It was 4 p.m. on a Friday afternoon in east San José and the power was out – not a good thing for a budding software company. The dozen or so employees at Fair Play Labs wandered to and fro in the semi-dark, waiting, while the servers kept humming on juice from a car battery.
Owner Claudio Pinto sat in the conference room, unfazed, power outages being one of those manageable obstacles of trying to run a business in Costa Rica. He seemed to think it was worth the hassle.
“In Costa Rica, there is enormous talent in software and digital art,” Pinto said, explaining with a grin that this is his second software startup and he is ready to “go through all the fun again.”
But in this small country, entrepreneurs like Pinto face a bigger challenge than the occasional power outage: To get started, they need money.
It’s harder than it sounds.

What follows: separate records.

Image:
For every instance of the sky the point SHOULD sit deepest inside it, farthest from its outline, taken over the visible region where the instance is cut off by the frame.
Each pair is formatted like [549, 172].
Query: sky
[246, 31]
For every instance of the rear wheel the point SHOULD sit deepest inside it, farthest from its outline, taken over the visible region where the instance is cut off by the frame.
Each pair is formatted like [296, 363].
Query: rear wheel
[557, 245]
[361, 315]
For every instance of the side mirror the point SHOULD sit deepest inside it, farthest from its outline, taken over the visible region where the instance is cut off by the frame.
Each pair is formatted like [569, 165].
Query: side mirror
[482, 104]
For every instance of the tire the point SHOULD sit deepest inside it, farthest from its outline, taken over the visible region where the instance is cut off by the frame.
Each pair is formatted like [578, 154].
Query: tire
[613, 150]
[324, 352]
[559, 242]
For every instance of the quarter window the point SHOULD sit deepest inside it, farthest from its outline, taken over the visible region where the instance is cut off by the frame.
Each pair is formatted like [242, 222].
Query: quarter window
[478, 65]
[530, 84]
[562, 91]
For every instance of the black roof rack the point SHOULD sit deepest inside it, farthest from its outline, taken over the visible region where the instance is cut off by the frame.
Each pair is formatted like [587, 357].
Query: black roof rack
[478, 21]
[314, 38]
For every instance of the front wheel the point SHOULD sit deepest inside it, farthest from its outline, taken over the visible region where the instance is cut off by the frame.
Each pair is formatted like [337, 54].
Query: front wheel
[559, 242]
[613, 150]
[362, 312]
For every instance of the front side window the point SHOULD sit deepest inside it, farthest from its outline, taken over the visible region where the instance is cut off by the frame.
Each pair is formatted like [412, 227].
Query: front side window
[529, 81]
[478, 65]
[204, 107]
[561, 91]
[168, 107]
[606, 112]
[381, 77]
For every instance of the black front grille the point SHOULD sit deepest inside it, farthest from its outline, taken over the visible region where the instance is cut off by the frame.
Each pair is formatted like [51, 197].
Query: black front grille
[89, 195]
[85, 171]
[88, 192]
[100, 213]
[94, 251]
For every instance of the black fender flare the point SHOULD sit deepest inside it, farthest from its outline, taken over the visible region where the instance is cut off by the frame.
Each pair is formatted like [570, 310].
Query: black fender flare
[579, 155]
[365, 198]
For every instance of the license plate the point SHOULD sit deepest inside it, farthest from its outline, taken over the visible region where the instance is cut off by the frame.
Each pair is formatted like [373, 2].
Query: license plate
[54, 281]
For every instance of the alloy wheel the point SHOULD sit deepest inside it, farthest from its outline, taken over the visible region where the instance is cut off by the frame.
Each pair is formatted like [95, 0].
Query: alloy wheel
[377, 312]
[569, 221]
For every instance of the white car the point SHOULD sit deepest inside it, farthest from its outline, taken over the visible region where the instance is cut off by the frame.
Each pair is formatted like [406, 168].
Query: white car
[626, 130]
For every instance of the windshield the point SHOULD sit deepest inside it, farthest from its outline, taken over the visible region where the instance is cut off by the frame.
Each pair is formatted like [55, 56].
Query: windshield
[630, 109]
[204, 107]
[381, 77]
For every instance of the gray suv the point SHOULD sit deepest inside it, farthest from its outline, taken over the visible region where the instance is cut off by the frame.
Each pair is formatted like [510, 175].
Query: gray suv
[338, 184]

Because they have no infrastructure to offer as collateral on a bank loan and they aren’t big enough to draw the attention of large private capital funds, startups like Pinto’s fall through the credit cracks.
What’s a guy looking for $300,000 supposed to do?
A new initiative backed by the Inter-American Development Bank is looking to answer that question and to jump-start an entrepreneurial culture in Costa Rica in the process.
Link Inversiones (part of the Link Project, www.techlink.org) connects people like Pinto with a network of investors who are interested in swooping down from on high to plunk a large pile of cash in the lap of a promising entrepreneur with a high-tech idea.
Not surprisingly, such people are known as “angel investors.”
“It was just friends, family and fools,” Pinto quipped. “Before the angels.”
After 18 months of operating in Costa Rica, Link Inversiones has a network of 35 investors and has channeled nearly $1 million in capital to three high-tech startups, one of them Fair Play Labs.
Angels To the Rescue
Angel investing isn’t entirely new to Costa Rica. By definition, anyone with a little money can be an angel investor. It has obvious drawbacks, however, for the people seeking investment.
“If you’re just doing pure angel investing, (the entrepreneur) might have to knock on 50 doors and it might take you two years,” said Diego May, the director of Link Inversiones.
May calls what Link does “structured angel investing,” which at its most basic level is networking.
On one side, the program draws together a group of angel investors and vets them with each other to make sure they are sophisticated, serious investors, and that they understand the risks of angel investing.
On the other side, the program advises entrepreneurs seeking investment how to present themselves to their potential partners.
The angel investors do their own due diligence, then invest in the entrepreneurs that present the most promising ideas and give advice to the ones that don’t.
“I think most of the entrepreneurs who have come in contact with the group have found the experience very positive, even the ones that haven’t gotten investment,” said Francis Carlow, a Scottish businessman retired in Costa Rica who joined the Link Inversiones network a year ago.
Pinto’s idea is one of three that have been successful so far, and Fair Play Labs pulled down $300,000 from 14 investors to work on three projects. The first is a fairly straightforward outsourcing operation in which the company writes programs and does graphic design for toy digital cameras marketed under the Disney brand.
The second and third are a little more adventurous and include the manufacture and marketing of a chess-like game called “As Majesty” (playable online at www. asmajestyonline.com) and the design of an actionadventure video game called “Ecovolution.”
“The fundamental message of the game is that we’re abusing the world’s natural resources and there is an urgent need for balance,” Pinto said of the Zelda-like fantasy game.
The game will include elements of Costa Rica’s famous biodiversity, for example a nature spirit named Baula that is modeled after the leatherback turtle that nests on the country’s beaches.
Pinto plans to have the game ready by next summer.
The two other ideas that have received investment are the Heart Transverter, a hightech energy-saving device, and online Spanish lessons proposed by Lejos Learning.
Though money may be the primary reason these entrepreneurs come to Link, it’s not the only one. Angel investors are often themselves business leaders and CEOs, “people who feel they are at the stage where they can add some value to the coming generation of entrepreneurs,”May said.
That means they have their own networks that Link entrepreneurs can plug into.
Many of the investors take an active role in the management of the company by sitting on the board of directors.
“People asked me, why didn’t you fund yourself? But I wasn’t just looking for capital,” Pinto said. “I was looking for partners in every sense of the word.”